Analysis: The Post Office Struggles to Survive

237 years after it was born, the post office struggles to survive.

Engraved on the majestic pillars of the main post office building on Eighth Avenue in New York are the stirring words: "Neither snow nor rain nor heat nor gloom of night stays these couriers from the swift completion of their appointed rounds."

No, but 237 years after it was born -- July 26, 1775-- the U.S. Postal System is fighting to survive. It's major problems included: huge debt, the Internet and the recurrent battles between the post office bosses and Congress.

The romance of the history of the American post office may not be enough to save it: The Pony Express. The tradition in small towns where people often meet at the post office to trade news and gossip. The airmail service so important in binding soldiers to their loved ones in the nation’s wars -- all these positive aspects of post office history may not be enough.

The New York Times reports that the Postal Service owes a $5.5 billion payment deferred from 2011. Another $5.6 billion payment is due by the end of September. These payments are for future retiree health benefits.

The factors in the postal service’s economic malaise include: more and more people are not paying their bills by mail any more. There ‘s a growing reliance on the Internet. Deteriorating postal service is making it more difficult for magazines and other periodicals to exist because they depend on timely delivery to customers.

Dan K. Thomasson, columnist for Metro West Daily News, says: "The Pony Express may ultimately have been faster than some of the modern services from a U.S. Postal Service struggling against massive debt and the evil Internet."

When many Americans walk into post offices, large and small, these days, they get the feeling that prospects are dismal. I get the impression that many postal workers, as they hear of cutbacks, are losing faith in being able to hold their jobs indefinitely. Thomasson explains: "First class mail was to provide most of the revenue for the public institution, which also is subsidized by the federal government. But with a steady decline in the volume of mail, the service has run $1 billion in the red each month during the first half of the current fiscal year."

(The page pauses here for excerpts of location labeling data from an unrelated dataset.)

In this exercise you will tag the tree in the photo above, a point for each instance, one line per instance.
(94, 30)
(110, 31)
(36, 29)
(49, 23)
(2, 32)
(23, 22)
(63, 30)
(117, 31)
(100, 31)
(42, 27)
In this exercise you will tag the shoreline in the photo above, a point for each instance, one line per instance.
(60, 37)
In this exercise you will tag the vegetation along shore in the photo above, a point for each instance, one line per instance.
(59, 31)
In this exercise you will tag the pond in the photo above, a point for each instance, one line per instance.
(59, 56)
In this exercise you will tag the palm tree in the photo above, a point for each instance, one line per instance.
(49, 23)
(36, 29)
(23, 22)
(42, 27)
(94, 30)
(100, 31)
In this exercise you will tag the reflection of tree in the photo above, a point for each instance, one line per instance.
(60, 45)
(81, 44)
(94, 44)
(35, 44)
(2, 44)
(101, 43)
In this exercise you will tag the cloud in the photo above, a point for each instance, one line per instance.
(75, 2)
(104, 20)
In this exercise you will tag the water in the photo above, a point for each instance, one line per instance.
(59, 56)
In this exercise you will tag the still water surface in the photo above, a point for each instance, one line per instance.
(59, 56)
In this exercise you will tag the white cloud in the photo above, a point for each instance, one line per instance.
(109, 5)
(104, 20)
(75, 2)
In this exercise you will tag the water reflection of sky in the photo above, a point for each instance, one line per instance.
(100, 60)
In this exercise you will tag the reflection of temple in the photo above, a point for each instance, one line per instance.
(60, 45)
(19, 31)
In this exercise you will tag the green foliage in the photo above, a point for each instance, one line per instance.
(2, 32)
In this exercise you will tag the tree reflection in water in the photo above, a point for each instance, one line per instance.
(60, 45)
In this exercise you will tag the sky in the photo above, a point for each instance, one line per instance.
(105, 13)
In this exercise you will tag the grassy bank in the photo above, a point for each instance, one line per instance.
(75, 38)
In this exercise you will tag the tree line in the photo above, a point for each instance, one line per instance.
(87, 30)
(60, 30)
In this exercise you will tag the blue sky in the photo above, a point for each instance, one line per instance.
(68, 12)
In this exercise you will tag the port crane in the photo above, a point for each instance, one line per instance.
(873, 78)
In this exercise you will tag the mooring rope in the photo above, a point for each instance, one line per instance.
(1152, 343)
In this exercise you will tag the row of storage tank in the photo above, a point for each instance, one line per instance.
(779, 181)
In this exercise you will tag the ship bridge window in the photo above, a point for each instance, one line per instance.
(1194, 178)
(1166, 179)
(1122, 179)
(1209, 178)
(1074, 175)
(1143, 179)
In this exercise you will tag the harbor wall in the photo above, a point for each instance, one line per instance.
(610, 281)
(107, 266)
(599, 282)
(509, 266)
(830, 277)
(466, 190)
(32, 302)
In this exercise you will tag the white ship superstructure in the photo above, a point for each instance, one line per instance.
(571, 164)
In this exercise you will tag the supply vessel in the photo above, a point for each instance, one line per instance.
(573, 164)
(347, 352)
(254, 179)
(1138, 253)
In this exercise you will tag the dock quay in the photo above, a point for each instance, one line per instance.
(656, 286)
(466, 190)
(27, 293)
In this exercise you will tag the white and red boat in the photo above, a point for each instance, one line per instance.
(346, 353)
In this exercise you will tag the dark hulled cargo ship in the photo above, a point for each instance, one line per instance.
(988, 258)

The public, says Thomasson, "must decide whether it wants to have a viable U.S. postal system or let it become just a part of romantic history. If it’s the former, is the government willing to assume the total cost?"

There is romance in the history of the post office. Benjamin Franklin became the first postmaster general when the Continental Congress appointed him on July 26, 1775 -- the day the American postal system was established. He modernized the system, introducing such innovations as speeding up mail between Philadelphia and New York in the summer, increasing deliveries from once a week to three times a week. Years later, just after the Civil War, the Pony Express made it possible to deliver letters from Missouri to the West Coast in just 10 days.

Franklin was a man of many talents. In his amazing career, he helped establish a library, a fire company academy, a philosophical society, a militia, a hospital and better street lighting in Philadelphia. His scientific contributions included a study of electricity and lighting, measurement of the Gulf Stream; inventing the lightning rod, bifocals and the Franklin stove.

Too bad he lived in the wrong century. The post office could use him now.  But the problems may be too systemic for one man to solve.